Suite à des alertes sur la violation de l'Accord de cessez-le-feu, les pays voisins de la Libye s'activent pour garantir le maintien de cet acquis politique et de ce fait empêcher la répercussion de la situation sur la sécurité intérieure du pays et permettre la réactivation des deux sous-commissions ad-hoc politique et sécuritaire, présidées respectivement par l'Algérie et l'Egypte, surtout si l'on sait que la sécurité en Libye garantit d'importantes opportunités d'investissement dans ce pays.

Citant l'analyste politique libyen, Faraj Farkach, le journal a écrit : "la réunion des sept pays voisins entre dans le cadre du soutien à la Libye pour sécuriser ses frontières et pour évacuer les mercenaires étrangers notamment ceux originaires des pays africains qui s'y opposent actuellement".

Le Tchad a accusé des groupes armés venus de la Libye de mener des attaques à l'intérieur de son territoire ce qui avait provoqué la mort de l'ancien président tchadien, Idriss Déby, lors des affrontements entre l'armée tchadienne et ces groupes en avril dernier, rappelle-t-on.

La réunion des pays voisins intervient au moment où un rapprochement est noté entre l'Algérie et l'Egypte afin de faire pression sur les parties à l'intérieur pour sauver les prochaines élections qui font face à des obstacles pour leur tenue le 24 décembre prochain.

Certains observateurs misent sur les pressions algériennes et égyptiennes pour convaincre des parties libyennes de ne pas présenter de candidats afin de permettre la tenue et la réussite de l'élection présidentielle, après que la Chambre des représentants (Parlement) a donné son accord pour des élections aux suffrages universels.

Afin d'assurer la fin de la circulation anarchique des armes et l'insécurité qui sévissent en Libye et ses environs, la réunion d'Alger "a appelé à l'évacuation de toutes les forces et de tous les combattants et mercenaires étrangers présents dans le pays, conformément à la résolution 2570 du Conseil de sécurité des Nations unies et l'Accord sur le cessez-le-feu permanent avec la nécessité d'associer les pays voisins à toutes les réunions consultatives ou aux processus qui seront ultérieurement initiés, à cet égard avec le comité militaire libyen "5+5".

Pour les Nations unies, le retrait des combattants étrangers et des groupes armés doit se faire simultanément avec le règlement des causes profondes de l'insécurité à travers, notamment,  la réconciliation globale et la restauration de la paix.

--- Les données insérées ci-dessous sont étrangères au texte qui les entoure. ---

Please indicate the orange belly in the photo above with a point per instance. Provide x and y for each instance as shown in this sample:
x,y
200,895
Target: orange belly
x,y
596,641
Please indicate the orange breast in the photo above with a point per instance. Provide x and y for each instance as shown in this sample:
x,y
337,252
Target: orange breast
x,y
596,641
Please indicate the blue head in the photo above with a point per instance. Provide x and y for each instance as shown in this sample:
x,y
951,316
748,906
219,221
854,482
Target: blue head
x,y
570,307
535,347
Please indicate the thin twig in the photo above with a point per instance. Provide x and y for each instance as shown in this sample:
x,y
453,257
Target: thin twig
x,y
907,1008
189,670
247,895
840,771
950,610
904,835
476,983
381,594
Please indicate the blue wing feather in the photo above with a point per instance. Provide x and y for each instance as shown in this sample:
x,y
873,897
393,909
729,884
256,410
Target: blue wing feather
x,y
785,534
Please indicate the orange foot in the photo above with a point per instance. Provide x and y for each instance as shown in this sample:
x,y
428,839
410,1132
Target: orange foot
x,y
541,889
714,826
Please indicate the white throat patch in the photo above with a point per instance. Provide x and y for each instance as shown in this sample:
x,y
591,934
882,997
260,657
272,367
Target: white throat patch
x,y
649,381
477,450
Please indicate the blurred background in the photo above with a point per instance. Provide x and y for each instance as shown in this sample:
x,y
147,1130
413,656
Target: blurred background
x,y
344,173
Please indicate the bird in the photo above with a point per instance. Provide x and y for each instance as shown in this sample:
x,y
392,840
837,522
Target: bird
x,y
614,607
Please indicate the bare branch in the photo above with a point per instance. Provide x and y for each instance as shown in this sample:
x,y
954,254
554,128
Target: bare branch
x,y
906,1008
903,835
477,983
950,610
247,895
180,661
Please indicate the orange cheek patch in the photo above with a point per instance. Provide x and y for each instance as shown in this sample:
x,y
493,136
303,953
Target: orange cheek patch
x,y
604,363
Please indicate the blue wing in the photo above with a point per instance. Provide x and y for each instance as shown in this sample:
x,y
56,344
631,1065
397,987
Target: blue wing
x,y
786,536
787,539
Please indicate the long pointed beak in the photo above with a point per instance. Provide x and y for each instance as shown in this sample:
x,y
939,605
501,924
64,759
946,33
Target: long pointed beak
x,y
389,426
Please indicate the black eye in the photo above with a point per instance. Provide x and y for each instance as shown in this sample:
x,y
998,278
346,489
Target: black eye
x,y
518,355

Mais, ce qui complique le dossier du retrait des combattants étrangers est l'impossibilité de convaincre les autorités tchadiennes et soudanaise sur la question liée au retour de milliers de combattants et de mercenaires à ces pays car le Tchad comme le Soudan considèrent que ce retour constitue un danger mortel pour leur sécurité.

Concernant la Turquie qui est intervenue directement dans la crise libyenne, elle ne reconnaît que ses forces installées dans la base "Al-Watia" située à Tripoli et refuse tout lien avec les combattants syriens, chose qu'elle partage avec la Russie qui dément avoir envoyé les mercenaires de la société Wagner en Libye.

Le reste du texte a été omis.